If you write to a named pipe, the process that is writing to the pipe doesn't
terminate until the information being written is read from the pipe. If you
read from a named pipe, the reading process waits until there's something to
read before terminating. The size of the pipe is always zero: It doesn't store
data, it just links two processes like the shell |. However, because
this pipe has a name, the two processes don't have to be on the same command
line or even be run by the same user.
You can try it by doing the following:
cd; mkfifo mypipe
Makes the pipe.
echo "hello" > mypipe &
Puts a process in the background that tries to write ``hello'' to the pipe.

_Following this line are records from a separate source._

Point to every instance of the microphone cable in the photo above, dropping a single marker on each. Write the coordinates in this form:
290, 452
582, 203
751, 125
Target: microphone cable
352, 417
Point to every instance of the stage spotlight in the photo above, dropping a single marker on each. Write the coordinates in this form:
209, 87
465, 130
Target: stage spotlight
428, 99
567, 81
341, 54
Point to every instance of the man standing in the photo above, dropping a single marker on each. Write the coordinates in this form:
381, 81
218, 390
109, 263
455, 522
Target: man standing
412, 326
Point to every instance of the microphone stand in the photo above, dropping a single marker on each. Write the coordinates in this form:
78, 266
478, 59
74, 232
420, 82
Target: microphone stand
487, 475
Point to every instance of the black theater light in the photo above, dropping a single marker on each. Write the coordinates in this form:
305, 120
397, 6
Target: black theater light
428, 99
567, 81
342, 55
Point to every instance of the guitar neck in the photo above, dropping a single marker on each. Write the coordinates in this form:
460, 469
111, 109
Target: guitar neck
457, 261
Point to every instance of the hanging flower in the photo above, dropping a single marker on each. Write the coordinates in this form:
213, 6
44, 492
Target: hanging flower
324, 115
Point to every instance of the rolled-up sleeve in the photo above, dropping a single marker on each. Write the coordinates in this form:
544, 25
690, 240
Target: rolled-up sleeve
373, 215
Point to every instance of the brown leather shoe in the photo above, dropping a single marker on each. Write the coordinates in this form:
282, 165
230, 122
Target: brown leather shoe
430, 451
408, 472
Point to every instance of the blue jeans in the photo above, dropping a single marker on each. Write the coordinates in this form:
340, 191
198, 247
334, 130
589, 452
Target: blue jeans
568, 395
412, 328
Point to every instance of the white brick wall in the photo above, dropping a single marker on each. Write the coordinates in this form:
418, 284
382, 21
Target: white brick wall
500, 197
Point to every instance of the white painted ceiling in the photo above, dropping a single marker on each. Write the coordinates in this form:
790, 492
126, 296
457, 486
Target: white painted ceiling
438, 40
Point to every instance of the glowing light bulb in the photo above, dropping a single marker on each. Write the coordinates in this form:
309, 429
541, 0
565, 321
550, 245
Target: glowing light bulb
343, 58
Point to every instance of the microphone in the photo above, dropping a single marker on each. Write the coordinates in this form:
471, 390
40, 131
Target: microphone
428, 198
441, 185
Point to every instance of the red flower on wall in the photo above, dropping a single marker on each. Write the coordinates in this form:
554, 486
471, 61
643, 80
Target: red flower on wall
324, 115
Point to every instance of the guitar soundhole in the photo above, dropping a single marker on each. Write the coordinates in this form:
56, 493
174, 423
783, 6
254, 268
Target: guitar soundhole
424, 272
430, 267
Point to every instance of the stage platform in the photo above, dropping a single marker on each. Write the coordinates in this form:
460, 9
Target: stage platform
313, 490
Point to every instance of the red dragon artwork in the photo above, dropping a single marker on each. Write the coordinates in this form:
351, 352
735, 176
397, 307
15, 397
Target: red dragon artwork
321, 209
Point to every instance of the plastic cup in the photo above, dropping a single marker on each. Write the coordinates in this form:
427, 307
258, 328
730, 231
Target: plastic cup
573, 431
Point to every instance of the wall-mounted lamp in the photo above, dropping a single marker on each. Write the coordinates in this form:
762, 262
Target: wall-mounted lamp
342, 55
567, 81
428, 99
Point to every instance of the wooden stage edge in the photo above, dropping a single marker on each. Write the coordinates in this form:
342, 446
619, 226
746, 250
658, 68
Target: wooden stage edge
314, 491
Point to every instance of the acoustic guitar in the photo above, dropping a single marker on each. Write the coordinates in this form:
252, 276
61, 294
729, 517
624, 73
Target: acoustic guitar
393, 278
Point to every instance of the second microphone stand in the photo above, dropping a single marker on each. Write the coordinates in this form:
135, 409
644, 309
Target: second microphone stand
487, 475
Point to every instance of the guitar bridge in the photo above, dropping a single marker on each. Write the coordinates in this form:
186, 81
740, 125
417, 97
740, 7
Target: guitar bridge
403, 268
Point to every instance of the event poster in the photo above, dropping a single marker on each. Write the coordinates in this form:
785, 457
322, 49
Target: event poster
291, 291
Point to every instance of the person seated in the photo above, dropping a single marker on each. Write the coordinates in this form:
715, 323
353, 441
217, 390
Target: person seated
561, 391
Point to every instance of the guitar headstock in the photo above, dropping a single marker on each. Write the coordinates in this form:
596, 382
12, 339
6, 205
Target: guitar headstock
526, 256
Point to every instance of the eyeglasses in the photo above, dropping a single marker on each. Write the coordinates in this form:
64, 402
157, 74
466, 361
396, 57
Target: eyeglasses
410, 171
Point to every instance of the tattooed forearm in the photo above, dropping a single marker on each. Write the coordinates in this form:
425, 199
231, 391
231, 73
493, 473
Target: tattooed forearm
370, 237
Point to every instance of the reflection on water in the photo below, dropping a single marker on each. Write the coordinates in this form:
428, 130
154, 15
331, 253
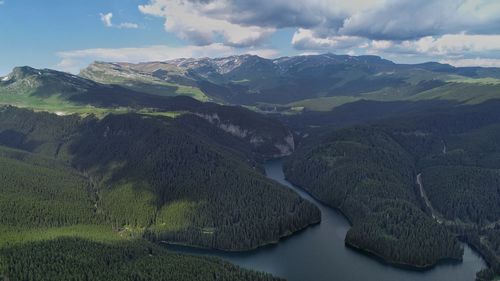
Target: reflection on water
319, 253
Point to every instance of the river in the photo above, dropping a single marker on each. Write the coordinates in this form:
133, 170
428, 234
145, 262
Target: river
319, 253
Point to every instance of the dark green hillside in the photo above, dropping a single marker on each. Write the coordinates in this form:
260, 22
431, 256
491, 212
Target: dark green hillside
470, 194
154, 177
370, 178
40, 192
315, 82
74, 259
171, 173
455, 150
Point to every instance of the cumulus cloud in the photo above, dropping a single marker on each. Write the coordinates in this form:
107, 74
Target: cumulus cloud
107, 20
473, 62
74, 61
305, 39
192, 20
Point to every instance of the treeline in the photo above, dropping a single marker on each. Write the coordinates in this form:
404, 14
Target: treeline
136, 167
155, 163
81, 260
34, 194
365, 173
471, 194
457, 151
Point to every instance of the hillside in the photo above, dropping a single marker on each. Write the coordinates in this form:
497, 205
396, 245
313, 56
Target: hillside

Notice that the process doesn't return from the background; it is waiting for
someone to read from the pipe.
cat mypipe
At this point, the echo process should return, because cat
read from the pipe, and the cat process will print hello.
Sockets are similar to pipes, only they work over the network. This is how your
computer does networking. You may have heard of ``WinSock,'' which is sockets
for Windows.
We won't go into these further because you probably won't have occasion to use
them unless you're programming. However, if you see a file marked with type
son your computer, you know what it is.
The Linux kernel makes a special filesystem available, which is mounted under
/proc on Debian systems. This is a ``pseudo-filesystem'' because
it doesn't really exist on any of your physical devices.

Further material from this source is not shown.